O líder do governo na Câmara dos Deputados, Major Vitor Hugo (PSL-GO), afirmou que irá orientar contra a votação do mérito do projeto de socorro aos Estados, em análise pelo plenário da casa nesta segunda-feira (13).

"Não há qualquer intenção do governo de não ajudar os Estados, pelo contrário, havia até uma possibilidade sinalizada pela Economia de aumentar o valor que o governo falou inicialmente. Mas infelizmente a forma como vai ser distribuída, recompondo ISS e ICMS, vai nos impedir de votar juntos no mérito", disse Vitor Hugo.

O plenário já iniciou o processo de votação do novo texto. Neste momento líderes estão orientando suas bancadas. Até este momento, MDB, PSDB, DEM, Podemos e PP orientaram sim. A líder do PSL, Joice Hasselmann (SP), inicialmente liberou sua bancada, mas na sequência mudou e se colocou favorável.

Nova proposta

Presidente da Câmara conversou com a imprensa nesta segunda-feira (13)

Presidente da Câmara conversou com a imprensa nesta segunda-feira (13)

Luis Macedo/Câmara dos Deputados

Rodrigo Maia, presidente da Câmara dos Deputados, defendeu no fim da tarde de hoje que a ajuda aos estados durante a pandemia de covid-19 deve ficar restrita apenas à recomposição de ICMS (Imposto Sobre Circulação de Mercadorias e Serviços) e ISS (Imposto Sobre Serviços) por um período de seis meses —uma das principais demandas dos entes federativos.

A nova proposta, editada pelo relator Pedro Paulo (DEM-RJ), reformula o projeto original pela segunda vez e deve gerar um impacto de R$ 80 bilhões, se aprovada.

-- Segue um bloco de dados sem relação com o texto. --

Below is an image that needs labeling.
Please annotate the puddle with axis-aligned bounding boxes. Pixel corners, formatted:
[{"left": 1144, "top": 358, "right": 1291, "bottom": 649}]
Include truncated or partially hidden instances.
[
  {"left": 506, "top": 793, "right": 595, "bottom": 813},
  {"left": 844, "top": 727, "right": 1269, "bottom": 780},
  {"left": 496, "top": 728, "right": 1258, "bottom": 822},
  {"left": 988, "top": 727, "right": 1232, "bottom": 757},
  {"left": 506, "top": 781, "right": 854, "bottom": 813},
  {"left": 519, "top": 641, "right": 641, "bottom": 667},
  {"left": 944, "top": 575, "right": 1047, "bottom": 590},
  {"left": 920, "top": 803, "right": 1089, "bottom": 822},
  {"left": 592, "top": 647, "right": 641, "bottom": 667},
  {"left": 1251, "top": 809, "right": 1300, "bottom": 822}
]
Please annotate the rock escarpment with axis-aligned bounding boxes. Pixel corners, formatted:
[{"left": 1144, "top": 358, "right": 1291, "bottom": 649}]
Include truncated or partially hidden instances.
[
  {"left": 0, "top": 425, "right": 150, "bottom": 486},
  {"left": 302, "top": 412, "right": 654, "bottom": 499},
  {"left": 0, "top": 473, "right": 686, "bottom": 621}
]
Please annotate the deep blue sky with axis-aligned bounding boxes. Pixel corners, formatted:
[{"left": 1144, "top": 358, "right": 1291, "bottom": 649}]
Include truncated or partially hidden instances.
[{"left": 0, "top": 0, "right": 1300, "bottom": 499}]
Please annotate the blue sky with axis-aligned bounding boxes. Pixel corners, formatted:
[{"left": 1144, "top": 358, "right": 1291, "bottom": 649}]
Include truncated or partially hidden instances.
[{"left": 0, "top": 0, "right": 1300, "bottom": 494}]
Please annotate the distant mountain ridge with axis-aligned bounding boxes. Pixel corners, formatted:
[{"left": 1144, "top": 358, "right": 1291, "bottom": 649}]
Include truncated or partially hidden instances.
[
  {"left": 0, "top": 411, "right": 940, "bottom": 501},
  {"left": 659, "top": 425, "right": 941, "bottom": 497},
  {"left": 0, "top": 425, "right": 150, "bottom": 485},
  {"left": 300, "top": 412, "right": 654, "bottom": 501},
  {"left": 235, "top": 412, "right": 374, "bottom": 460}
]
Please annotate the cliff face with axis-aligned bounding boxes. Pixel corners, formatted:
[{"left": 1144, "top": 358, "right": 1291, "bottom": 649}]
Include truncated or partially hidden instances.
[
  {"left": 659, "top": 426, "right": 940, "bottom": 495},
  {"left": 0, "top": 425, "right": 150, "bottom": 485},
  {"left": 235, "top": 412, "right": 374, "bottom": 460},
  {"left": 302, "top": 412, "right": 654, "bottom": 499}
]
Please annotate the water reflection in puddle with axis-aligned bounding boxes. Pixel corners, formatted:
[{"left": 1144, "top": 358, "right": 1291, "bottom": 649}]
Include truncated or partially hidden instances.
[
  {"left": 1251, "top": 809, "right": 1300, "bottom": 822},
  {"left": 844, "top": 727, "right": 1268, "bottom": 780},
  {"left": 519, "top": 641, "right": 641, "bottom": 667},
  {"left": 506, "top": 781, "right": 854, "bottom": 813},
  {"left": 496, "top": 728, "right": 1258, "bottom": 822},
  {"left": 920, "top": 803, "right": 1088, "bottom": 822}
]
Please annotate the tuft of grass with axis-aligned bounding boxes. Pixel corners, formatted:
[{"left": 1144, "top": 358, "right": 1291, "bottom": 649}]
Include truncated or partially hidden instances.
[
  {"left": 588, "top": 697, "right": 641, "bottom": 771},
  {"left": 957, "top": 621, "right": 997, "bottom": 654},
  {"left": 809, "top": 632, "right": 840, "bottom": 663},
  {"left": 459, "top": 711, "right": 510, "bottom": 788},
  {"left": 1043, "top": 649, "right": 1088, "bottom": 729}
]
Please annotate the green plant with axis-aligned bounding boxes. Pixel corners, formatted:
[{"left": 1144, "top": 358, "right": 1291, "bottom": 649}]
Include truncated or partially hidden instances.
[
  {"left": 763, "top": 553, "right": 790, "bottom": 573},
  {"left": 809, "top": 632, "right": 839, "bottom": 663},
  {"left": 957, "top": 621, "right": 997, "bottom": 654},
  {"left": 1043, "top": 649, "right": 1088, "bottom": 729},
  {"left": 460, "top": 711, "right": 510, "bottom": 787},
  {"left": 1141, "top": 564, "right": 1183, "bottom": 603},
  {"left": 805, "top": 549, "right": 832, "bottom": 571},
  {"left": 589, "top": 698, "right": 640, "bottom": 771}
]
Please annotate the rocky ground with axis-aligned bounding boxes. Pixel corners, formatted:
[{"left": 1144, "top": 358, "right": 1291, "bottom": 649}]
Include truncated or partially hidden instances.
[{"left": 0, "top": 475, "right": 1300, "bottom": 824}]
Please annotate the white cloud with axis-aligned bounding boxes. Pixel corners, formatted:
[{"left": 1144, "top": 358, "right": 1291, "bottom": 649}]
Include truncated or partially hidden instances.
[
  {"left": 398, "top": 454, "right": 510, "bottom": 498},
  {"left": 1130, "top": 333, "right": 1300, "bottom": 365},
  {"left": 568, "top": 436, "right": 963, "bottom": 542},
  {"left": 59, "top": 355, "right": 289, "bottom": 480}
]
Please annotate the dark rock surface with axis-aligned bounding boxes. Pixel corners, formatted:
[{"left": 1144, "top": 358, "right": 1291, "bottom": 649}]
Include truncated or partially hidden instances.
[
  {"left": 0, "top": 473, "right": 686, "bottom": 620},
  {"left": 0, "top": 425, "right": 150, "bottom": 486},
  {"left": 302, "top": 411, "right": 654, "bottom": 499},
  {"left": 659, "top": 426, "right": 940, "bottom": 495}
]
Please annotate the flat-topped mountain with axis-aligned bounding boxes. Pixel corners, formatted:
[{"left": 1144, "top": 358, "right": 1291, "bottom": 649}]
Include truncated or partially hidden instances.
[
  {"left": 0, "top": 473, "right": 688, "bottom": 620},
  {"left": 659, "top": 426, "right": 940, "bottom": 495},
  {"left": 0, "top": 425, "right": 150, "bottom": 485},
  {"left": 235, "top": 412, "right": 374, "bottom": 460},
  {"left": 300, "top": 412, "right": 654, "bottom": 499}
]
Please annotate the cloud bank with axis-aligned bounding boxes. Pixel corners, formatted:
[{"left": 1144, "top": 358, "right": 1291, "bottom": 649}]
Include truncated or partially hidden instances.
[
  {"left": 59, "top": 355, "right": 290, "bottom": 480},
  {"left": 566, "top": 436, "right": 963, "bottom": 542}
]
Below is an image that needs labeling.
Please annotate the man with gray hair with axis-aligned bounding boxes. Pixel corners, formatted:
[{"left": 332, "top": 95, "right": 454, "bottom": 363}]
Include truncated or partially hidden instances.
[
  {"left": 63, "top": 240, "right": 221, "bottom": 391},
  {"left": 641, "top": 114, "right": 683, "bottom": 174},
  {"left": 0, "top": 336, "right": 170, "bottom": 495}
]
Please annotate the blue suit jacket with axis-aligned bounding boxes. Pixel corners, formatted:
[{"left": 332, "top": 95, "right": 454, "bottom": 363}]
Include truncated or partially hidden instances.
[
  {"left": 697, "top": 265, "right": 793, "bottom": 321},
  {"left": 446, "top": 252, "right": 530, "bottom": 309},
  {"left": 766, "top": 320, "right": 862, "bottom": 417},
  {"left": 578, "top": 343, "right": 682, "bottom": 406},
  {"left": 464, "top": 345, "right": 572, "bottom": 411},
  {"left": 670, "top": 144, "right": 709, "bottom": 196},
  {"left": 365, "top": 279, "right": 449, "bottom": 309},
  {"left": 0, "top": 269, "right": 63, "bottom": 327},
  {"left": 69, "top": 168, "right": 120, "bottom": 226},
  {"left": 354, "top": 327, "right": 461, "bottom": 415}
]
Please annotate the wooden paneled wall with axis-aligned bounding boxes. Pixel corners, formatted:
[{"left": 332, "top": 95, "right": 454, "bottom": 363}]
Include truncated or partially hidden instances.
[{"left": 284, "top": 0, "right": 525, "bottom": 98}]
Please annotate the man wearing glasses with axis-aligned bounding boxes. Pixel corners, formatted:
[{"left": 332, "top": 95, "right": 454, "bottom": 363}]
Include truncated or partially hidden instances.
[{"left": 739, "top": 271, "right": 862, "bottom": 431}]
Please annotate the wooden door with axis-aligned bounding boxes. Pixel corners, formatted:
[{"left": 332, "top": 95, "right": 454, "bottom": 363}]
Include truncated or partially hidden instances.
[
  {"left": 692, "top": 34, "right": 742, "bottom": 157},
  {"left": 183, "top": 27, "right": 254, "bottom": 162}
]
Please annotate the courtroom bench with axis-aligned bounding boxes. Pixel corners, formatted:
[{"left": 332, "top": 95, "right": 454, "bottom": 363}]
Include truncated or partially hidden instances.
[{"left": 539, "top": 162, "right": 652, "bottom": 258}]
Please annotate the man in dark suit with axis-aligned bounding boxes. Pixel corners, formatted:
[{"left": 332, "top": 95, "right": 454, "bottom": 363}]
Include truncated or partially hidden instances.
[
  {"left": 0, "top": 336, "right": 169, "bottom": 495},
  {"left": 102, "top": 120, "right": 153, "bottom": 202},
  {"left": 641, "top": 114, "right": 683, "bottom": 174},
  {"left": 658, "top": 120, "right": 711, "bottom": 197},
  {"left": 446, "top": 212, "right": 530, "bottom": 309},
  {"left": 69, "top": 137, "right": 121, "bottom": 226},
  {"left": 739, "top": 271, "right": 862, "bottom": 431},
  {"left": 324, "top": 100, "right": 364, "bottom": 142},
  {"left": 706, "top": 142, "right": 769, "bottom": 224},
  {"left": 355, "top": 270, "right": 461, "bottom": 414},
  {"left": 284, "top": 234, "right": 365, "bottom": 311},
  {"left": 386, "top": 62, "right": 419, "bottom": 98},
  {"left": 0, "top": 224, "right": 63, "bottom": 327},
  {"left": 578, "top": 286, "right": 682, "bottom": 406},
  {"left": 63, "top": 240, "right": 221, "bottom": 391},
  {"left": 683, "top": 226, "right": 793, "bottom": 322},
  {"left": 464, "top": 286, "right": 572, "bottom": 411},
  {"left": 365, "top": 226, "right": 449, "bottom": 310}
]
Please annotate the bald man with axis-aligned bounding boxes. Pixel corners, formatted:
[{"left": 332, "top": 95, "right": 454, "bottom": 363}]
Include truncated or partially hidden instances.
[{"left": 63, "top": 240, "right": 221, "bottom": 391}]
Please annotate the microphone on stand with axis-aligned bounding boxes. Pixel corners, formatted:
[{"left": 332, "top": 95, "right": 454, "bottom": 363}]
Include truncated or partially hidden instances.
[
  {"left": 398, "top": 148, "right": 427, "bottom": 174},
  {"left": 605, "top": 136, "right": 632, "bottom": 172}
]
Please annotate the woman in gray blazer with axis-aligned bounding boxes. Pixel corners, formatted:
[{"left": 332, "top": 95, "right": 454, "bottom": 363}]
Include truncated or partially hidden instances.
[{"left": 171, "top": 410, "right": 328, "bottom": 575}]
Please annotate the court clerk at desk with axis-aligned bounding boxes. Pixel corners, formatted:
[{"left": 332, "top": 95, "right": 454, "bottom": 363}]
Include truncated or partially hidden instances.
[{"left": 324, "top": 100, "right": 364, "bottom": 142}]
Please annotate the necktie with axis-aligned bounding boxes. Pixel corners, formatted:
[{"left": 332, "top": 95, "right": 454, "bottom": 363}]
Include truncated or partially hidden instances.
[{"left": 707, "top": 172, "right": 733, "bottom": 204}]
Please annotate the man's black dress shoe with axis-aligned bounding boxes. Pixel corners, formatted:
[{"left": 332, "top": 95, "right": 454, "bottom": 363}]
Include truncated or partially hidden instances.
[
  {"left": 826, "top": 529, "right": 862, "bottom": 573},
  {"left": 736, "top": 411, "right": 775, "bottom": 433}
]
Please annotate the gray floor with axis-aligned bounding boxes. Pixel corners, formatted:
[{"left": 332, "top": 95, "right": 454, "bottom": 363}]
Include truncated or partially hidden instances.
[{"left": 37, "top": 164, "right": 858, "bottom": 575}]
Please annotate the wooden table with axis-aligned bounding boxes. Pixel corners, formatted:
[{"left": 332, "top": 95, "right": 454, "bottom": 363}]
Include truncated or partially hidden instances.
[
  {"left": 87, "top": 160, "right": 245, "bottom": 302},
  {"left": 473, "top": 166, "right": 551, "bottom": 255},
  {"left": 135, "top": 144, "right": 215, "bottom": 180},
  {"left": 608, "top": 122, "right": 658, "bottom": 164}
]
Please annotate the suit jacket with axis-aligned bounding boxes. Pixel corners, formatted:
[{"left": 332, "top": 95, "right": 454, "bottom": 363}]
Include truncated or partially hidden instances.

"Que nós façamos como se fosse um seguro. O governo recompõe a arrecadação. Ninguém está querendo que o governo dê mais do que foi a arrecadação nominal. O valor já representa uma queda de 10% da arrecadação nominal", defendeu Maia durante entrevista coletiva nesta segunda-feira.

Segundo o presidente da Câmara, o texto agora prevê uma recomposição proporcional ao que os estados registraram no mesmo período do ano passado. A nova proposta, no entanto, retira a possibilidade de empréstimos — tema que vinha travando a votação do plano.

Rodrigo Maia vem defendendo a substituição momentânea do Plano Mansueto (Plano de Promoção do Equilíbrio Fiscal) por um novo projeto emergencial de auxílio aos estados desde a semana passada.

Diante da previsão de queda na arrecação de ICMS (Imposto sobre Circulação de Mercadorias e Serviços), que pode ficar entre 25% e 35% —por conta das medidas de isolamento social durante a pandemia—, o deputado voltou a afirmar hoje que não há outro caminha que não seja por meio do aumento da dívida pública.

Na semana passada, o Ministério da Economia estimou que o plano poderia causar um impacto de até R$ 222 bilhões. Por falta de acordo entre os líderes partidários, a votação do projeto foi adiada para hoje.